In my book they give the following proof for $S_4 \cong V_4 \rtimes S_3$ :
Let $j: S_3 \rightarrow S_4: p \mapsto \left( \begin{array}{cccc}
1 & 2 & 3 & 4 \\
p(1) & p(2) & p(3) & 4 \end{array} \right)$
Clearly, $j(S_3)$ is a subgroup $S_4$ isomorphic with $S_3$, hence $j $ is injective. We identify $S_3 $ with $ j(S_3$).
Also $V_4 \triangleleft S_4$ and clearly $V_4 \cap S_3 = \{I\}$.

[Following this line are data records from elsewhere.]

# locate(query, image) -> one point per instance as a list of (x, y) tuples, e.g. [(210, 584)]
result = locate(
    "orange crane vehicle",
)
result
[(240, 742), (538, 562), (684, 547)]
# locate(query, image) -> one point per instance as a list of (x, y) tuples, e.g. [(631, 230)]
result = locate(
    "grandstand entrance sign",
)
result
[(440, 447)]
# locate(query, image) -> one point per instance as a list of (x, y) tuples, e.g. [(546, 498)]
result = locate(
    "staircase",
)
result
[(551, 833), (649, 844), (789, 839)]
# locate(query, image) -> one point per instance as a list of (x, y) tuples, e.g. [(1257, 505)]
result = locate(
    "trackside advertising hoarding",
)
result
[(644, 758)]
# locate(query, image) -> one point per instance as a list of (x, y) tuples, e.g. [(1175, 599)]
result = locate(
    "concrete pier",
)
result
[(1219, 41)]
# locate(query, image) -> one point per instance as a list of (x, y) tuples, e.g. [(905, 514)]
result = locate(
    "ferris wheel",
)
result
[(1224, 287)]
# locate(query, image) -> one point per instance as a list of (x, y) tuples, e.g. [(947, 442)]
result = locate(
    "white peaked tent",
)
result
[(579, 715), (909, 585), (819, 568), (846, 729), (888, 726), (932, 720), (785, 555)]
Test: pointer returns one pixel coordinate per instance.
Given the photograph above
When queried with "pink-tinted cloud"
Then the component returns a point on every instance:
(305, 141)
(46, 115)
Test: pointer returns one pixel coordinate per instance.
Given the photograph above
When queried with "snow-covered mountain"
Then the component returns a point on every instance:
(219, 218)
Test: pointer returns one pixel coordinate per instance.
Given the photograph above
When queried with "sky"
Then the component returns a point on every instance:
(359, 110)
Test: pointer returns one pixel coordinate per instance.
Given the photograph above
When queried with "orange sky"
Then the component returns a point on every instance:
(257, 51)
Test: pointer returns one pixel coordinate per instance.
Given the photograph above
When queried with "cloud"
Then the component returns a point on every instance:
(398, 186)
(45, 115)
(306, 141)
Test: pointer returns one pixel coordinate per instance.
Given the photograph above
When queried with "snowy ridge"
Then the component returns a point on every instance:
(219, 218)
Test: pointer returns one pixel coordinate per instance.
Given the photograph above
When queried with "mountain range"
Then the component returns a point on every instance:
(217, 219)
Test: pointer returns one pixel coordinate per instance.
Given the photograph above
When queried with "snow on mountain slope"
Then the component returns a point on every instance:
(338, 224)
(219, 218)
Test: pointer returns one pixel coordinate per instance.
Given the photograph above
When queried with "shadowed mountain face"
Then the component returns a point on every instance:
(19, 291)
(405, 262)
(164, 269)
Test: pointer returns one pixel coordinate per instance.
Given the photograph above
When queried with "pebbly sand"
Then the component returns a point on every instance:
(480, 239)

We now only have to show that $S_4 = V_4S_3$. Hence $V_4\cap S_3 = \{I\}$, we know that $\#(V_4S_3) = \#V_4 \#S_3 = 4 \cdot 6 = 24 = \#S_4$ thus $S_4 = V_4S_3$, which implies that $S_4 \cong V_4 \rtimes S_3$.
However, I am wondering what the function $j$ is actually used for in the proof? (I do not see the connection.)
Best Answer
In order for a group $G$ to be isomorphic to a semidirect product $G\cong H\rtimes K$, you must have:
In order to show that $S_4$ is isomorphic to $V_4\rtimes S_3$, you need, inter alia, to produce a subgroup of $S_4$ that is isomorphic to $S_3$; formally, $S_3$ is not a subgroup of $S_4$, because the elements of $S_4$ are bijections from $\{1,2,3,4\}$ to itself, while the elements of $S_3$ are bijections of $\{1,2,3\}$ to itself. The map $j$ is used to find a subgroup $\mathcal{K}$ that is isomorphic to $S_3$, but is inside $S_4$.